Le Billet d’humeur de Jonathan Denis
Septembre / Octobre  2006

Une rentrée électorale...

Les plages de sable chaud vous semblent déjà des souvenirs lointains. Les corps huilés d’Ibiza et de Sitgès se sont dissimulés derrière des polos un peu moins enivrants.

La canicule a fini de nous faire transpirer et d’occuper la rubrique des faits divers.

Au bar du bistrot, la royale Ségolène a remplacé dans les discussions le coup de boule de Zidane. Oui, vous sentez bien : le parfum de rentrée inonde vos narines. Un parfum synonyme de bureau, de pluie, de gosses qui braillent, de vieilles qui râlent… mais aussi de dernière ligne droite avant l’élection providentielle.

Nul doute que pour 2007 nous serons les vaches à lait des candidats, qu’ils soient socialistes, conservateurs, visionnaires ou carrément anarchistes.

Pendant cinq années, notre importance aura été moindre. Bien sûr, on aura marié deux homos qui depuis se sont fait arrêter pour avoir escroqué une sympathique grand-mère.

Bien sûr le Sarko show nous aura servi une réforme fiscale du Pacs pour alléger nos déclarations.

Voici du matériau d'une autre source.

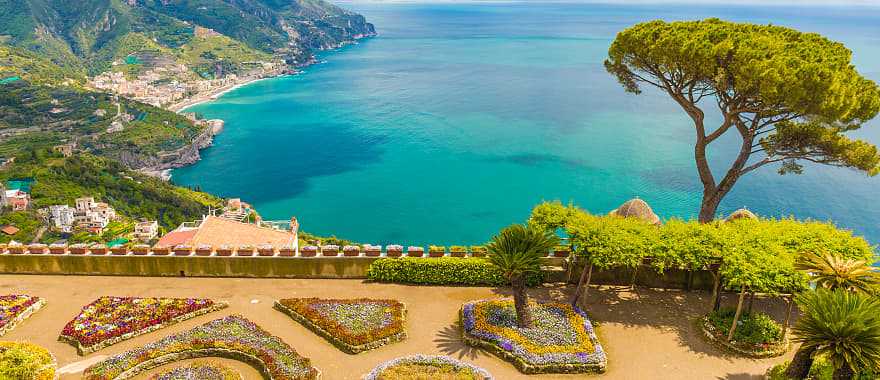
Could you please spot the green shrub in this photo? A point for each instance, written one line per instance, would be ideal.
(440, 271)
(754, 328)
(822, 369)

Bien sûr, quelques députés seront sortis du bois pour faire entendre la raison à Christian Vanneste qui veut proclamer son auto-amnistie en remettant tout en cause.

Bien sûr, les règles sur le don du sang auront été changées et nos appels à répétition auront été entendus.

Vous me direz : cher Jonathan, le bilan n’est déjà pas si mal. C’est vrai, qu’à l’heure de faire les comptes, à l’occasion de cette nouvelle rentrée, un sourire se fige sur mes lèvres.

Ce n’est déjà pas si mal au XXIème siècle ! Mais attendez-vous à voir sortir le grand jeu. Nous allons être au centre des polémiques, des affaires électorales, des petites mesquineries de    pré-campagne, des ambitions de pouvoir.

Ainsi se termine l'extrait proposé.